Functional deficits post-stroke could certainly affect life satisfaction and depression, however there was too much missing data regarding our indicators of stroke severity (Barthel Index, Berg Balance Score and modified Ranking Scale) to include these indicators in our analyses.
Next to the impact on patients, we demonstrated previously that caregivers experience more caregiver strain when patients are less satisfied with their lives (9).
In comparison with contact with friends and neighbours, a larger percentage of our population (91.5%) perceived no changes in their family life. Furthermore, patients who did notice changes in family life still rated their family life as satisfying. The consequences of stroke on family relationships was reviewed previously in patients younger than 65 years old (30). In the 13 studies found, 5–54% of patients experienced family problems after their stroke. Our study shows a more positive result. An explanation for this difference could be a difference in age distribution. It is likely that there are different expectations related to family life in younger patients compared with in older patients, as the role of the parent changes. In addition, patients were asked shortly after discharge about the consequences on their family life; negative consequences such as divorce might be clearer after a longer interval.

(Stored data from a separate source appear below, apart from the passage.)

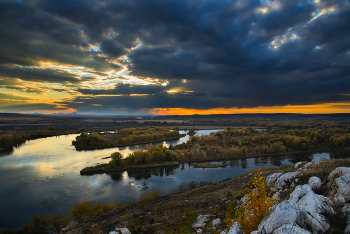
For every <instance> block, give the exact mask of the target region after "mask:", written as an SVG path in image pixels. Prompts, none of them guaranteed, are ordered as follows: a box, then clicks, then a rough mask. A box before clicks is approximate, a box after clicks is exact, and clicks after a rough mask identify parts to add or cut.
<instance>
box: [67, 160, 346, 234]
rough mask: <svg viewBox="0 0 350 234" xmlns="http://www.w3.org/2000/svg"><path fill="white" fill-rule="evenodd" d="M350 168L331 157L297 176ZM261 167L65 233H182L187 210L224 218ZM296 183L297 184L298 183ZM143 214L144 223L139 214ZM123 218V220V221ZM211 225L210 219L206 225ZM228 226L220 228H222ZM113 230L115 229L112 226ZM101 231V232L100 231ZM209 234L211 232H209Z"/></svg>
mask: <svg viewBox="0 0 350 234" xmlns="http://www.w3.org/2000/svg"><path fill="white" fill-rule="evenodd" d="M342 166H346V167H350V159H340V160H334V161H333V160H328V161H322V162H320V163H319V164H317V166H315V167H312V168H311V167H310V168H309V170H307V171H303V172H302V175H300V176H298V178H299V183H298V184H306V183H307V182H308V179H309V178H310V177H312V176H318V177H319V178H321V180H322V181H325V180H326V179H327V177H328V175H329V173H330V172H331V171H333V170H334V169H335V168H336V167H342ZM284 170H288V171H295V170H296V169H291V168H285V169H277V168H276V167H270V168H261V171H262V176H264V177H265V178H266V177H267V176H268V175H270V174H272V173H276V172H285V171H284ZM257 171H258V169H254V170H253V171H250V172H247V173H244V174H240V175H238V176H237V177H235V178H232V179H227V180H224V181H221V182H219V183H216V184H213V185H207V186H203V187H199V188H195V189H192V190H189V191H186V192H183V193H176V194H172V195H168V196H164V197H159V198H156V199H152V200H147V201H145V202H142V205H140V204H141V203H140V204H139V203H138V204H136V205H130V206H127V207H123V208H119V209H116V210H113V211H112V212H110V213H108V214H105V215H102V216H100V217H97V218H95V219H94V220H92V221H90V223H86V224H82V225H76V226H73V227H71V228H70V229H69V230H67V231H65V232H63V233H65V234H73V233H74V234H80V233H84V234H89V233H90V232H89V231H87V230H90V228H91V225H93V224H98V225H99V226H101V227H104V226H108V227H116V226H118V224H119V225H120V226H122V227H127V228H128V229H129V230H130V231H131V233H140V234H142V233H157V231H161V232H164V233H183V232H184V230H187V231H188V229H186V228H191V227H189V226H188V225H187V226H186V227H185V226H184V225H185V224H186V223H188V219H189V217H188V215H187V216H186V214H187V213H188V212H194V213H195V214H196V215H197V216H198V215H199V214H208V215H212V216H211V220H213V219H216V218H220V219H221V220H224V219H225V214H226V210H227V206H228V204H229V203H230V201H235V200H238V199H240V198H241V197H243V196H244V195H245V193H246V188H247V187H248V184H249V181H251V180H252V179H253V177H254V176H255V175H256V172H257ZM298 184H296V185H298ZM292 190H293V189H290V190H289V191H287V192H286V194H285V196H284V198H288V197H289V193H291V192H292ZM141 216H142V217H143V218H142V219H143V224H142V225H137V224H136V223H137V222H138V223H141V221H140V220H138V219H139V217H141ZM150 216H152V217H154V219H155V220H154V223H150V222H148V220H149V217H150ZM121 221H123V223H120V222H121ZM209 226H210V222H209V223H208V225H207V228H208V227H209ZM224 228H225V226H222V227H221V230H223V229H224ZM111 230H112V229H111ZM101 233H102V232H101ZM208 233H210V232H208Z"/></svg>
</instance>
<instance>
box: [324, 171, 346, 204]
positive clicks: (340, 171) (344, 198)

The differences in life satisfaction and depression between patients with different treatments are interesting (Table III). One can imagine that patients who are discharged without therapy are those who have little neurological sequelae and therefore have a higher life satisfaction and fewer depressive symptoms. The differences between patients receiving the other treatment options might be explained by more attention being paid to depressive symptoms by rehabilitation physicians and by differences in availability of social workers and psychologists. However, these results should be interpreted with care, because we could not include all consecutive patients who were admitted to the neurology department. We included only those patients who were seen by the specialized nurse. However, some patients died during their hospital stay or before this appointment. Other patients stayed permanently in the nursing home after a period of rehabilitation. In addition, some patients were not able or were not willing to attend the appointment with our nurse. Unfortunately, we had no data about these patients. Patients who did not fully completed the Lisat-9 were older and more often living alone than those who did complete the Lisat-9. They often did not answer the questions about their vocational life, sexual life or partner relationship, because they no longer worked, had no sexual intercourse, or had no partner, and therefore thought that they could not answer that specific question. Thus, there may be some bias influencing the general results and the results per treatment option.
In conclusion, most stroke-surviving patients are satisfied with their life early after a stroke. However, life satisfaction is reduced by depressive symptoms. A previous study also found reduced 5-year mortality in depressed stroke-surviving patients compared with non-depressed stroke-surviving patients. Physicians should therefore regularly ask stroke-surviving patients during the rehabilitation process if they have depressive symptoms, and treat depression when diagnosed.